Tabacco, the chief executive of LocateStock, pronounces himself broadly sympathetic to the demonstrators in their critique of the bailouts lavished on major Wall Street banks during the worst of the financial crisis three years ago.

He vents disgust at the Obama administration, which he said has perpetuated the problem of many lenders remaining so big that their failure would constitute risk for the broader financial system, creating an imperative for their rescue -- an imperative that lenders use as a government insurance policy, enabling them to maintain business as usual. But he also vents disgust at the protesters who, he said, have picked the wrong venue.

"They're protesting against the wrong people," Tabacco said. "They are standing in the middle of lower Manhattan and busting the chops of working people, and not doing anything good. What they should do is protest the government continuing to allow Too Big To Fail and engaging in corporate welfare. Why are you protesting the banks, who are basically the recipients of corporate welfare? Why aren't they protesting the administration that allows those policies to continue? The longer they stand in the park and aim the wrong message at the wrong enemy, the longer people here think it will just dwindle."
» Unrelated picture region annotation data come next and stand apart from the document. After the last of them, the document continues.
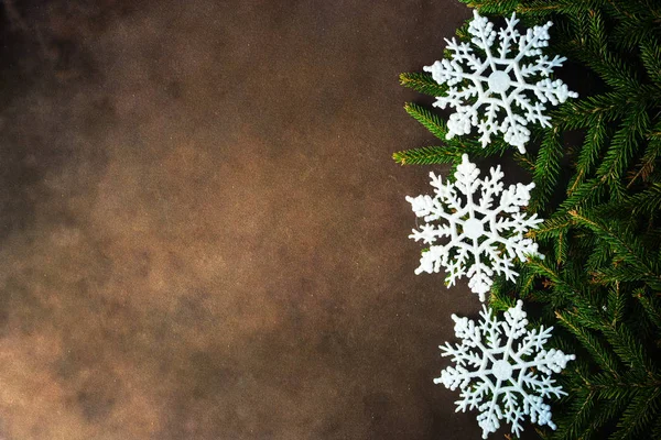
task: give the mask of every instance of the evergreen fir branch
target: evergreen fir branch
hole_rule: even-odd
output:
[[[596,118],[594,124],[587,129],[583,147],[576,162],[576,174],[570,183],[567,188],[567,195],[572,195],[576,187],[585,182],[585,178],[593,173],[593,166],[597,163],[597,160],[606,144],[606,124],[604,123],[603,114]]]
[[[552,127],[548,129],[534,165],[533,182],[535,187],[533,199],[529,204],[530,209],[533,211],[539,211],[551,199],[560,175],[560,161],[563,153],[560,128]]]
[[[408,73],[400,75],[400,84],[424,95],[440,97],[447,91],[447,85],[440,85],[426,72]]]
[[[566,213],[571,209],[578,209],[585,206],[596,204],[605,193],[604,179],[592,178],[584,184],[578,185],[561,205],[559,212]]]
[[[544,220],[537,229],[528,231],[525,237],[534,240],[555,239],[559,234],[568,231],[572,224],[572,219],[568,216],[553,216]]]
[[[599,243],[599,245],[595,245],[594,251],[587,257],[587,263],[585,264],[585,268],[590,273],[599,272],[604,268],[604,265],[610,263],[613,261],[613,251],[609,245],[604,245],[604,243]],[[608,278],[608,276],[602,272],[599,272],[600,277],[605,277],[606,279],[602,279],[602,283],[609,284],[613,280]]]
[[[611,326],[617,326],[625,318],[627,297],[621,293],[619,283],[608,289],[608,312],[613,316]]]
[[[588,215],[570,211],[570,216],[578,223],[592,230],[597,237],[606,241],[615,254],[622,262],[629,264],[631,271],[644,279],[649,285],[661,290],[661,274],[659,271],[659,255],[646,251],[644,245],[630,232],[620,228],[606,224],[600,219],[594,219]],[[624,274],[622,274],[624,275]]]
[[[546,260],[530,258],[527,264],[538,276],[546,277],[555,288],[562,289],[568,294],[582,295],[582,288],[579,286],[574,285],[572,280],[566,279],[561,275],[556,267],[551,267],[546,263]]]
[[[630,188],[639,178],[642,180],[649,180],[651,174],[657,167],[657,162],[659,158],[661,158],[661,140],[651,139],[648,142],[644,155],[637,164],[638,170],[636,174],[631,173],[632,176],[629,178],[627,188]]]
[[[595,123],[611,122],[627,113],[624,92],[606,92],[579,100],[564,102],[553,113],[553,119],[565,130],[585,129]]]
[[[453,146],[422,146],[392,154],[392,158],[400,165],[432,165],[462,162],[462,154],[466,153]]]
[[[614,26],[609,41],[618,50],[632,51],[653,37],[653,30],[651,21],[625,19]]]
[[[644,288],[636,289],[633,297],[638,299],[652,324],[657,327],[658,331],[661,330],[661,305],[659,300],[654,296],[649,295]]]
[[[622,177],[649,123],[647,111],[633,111],[625,118],[597,168],[597,176],[606,178],[611,185]]]
[[[647,375],[655,373],[655,366],[644,352],[640,341],[626,324],[605,327],[604,336],[613,346],[625,365],[631,365],[633,369],[646,372]]]
[[[661,44],[655,38],[648,38],[640,45],[640,59],[648,77],[661,87]]]
[[[578,438],[589,438],[585,436],[586,425],[595,409],[595,393],[585,388],[578,388],[574,393],[574,399],[570,404],[568,413],[571,419],[568,422],[560,424],[560,429],[552,438],[574,440]]]
[[[459,0],[468,8],[477,9],[480,14],[510,15],[520,0]]]
[[[572,314],[556,311],[555,317],[581,341],[581,344],[589,352],[600,369],[608,372],[615,378],[619,377],[619,362],[610,354],[610,350],[606,344],[577,322]]]
[[[404,110],[407,110],[407,113],[420,122],[434,136],[442,141],[446,141],[445,136],[447,135],[447,127],[445,125],[445,122],[443,122],[436,114],[413,102],[408,102],[404,106]]]
[[[661,406],[660,396],[661,387],[658,387],[642,392],[633,398],[618,424],[619,430],[610,436],[610,439],[631,439],[633,436],[643,432],[659,413]]]
[[[523,168],[530,173],[534,173],[534,162],[532,162],[532,160],[527,154],[521,154],[519,152],[516,152],[514,161],[517,161],[517,163],[519,164],[519,166],[521,166],[521,168]]]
In Miami Beach, the festivities unfolded amid dire worries that the securitization business has itself dwindled, taken down by the fact that would-be buyers for asset-backed securities no longer have faith in the product. And why should they? Wall Street is like a restaurant whose kitchen has been directly implicated in a record-breaking food poisoning outbreak; one in which the health authorities themselves proved either missing in action or paid off to look the other way. Those days of people lining up in the foyer for tables are over.

At the Fontainebleau, worries centered on how investment bankers vastly outnumbered investors -- all product, and no customer -- a dynamic of greater immediate import than protesters.

"If people don't trust Wall Street," said the chief executive of the business lender, "then nobody plays."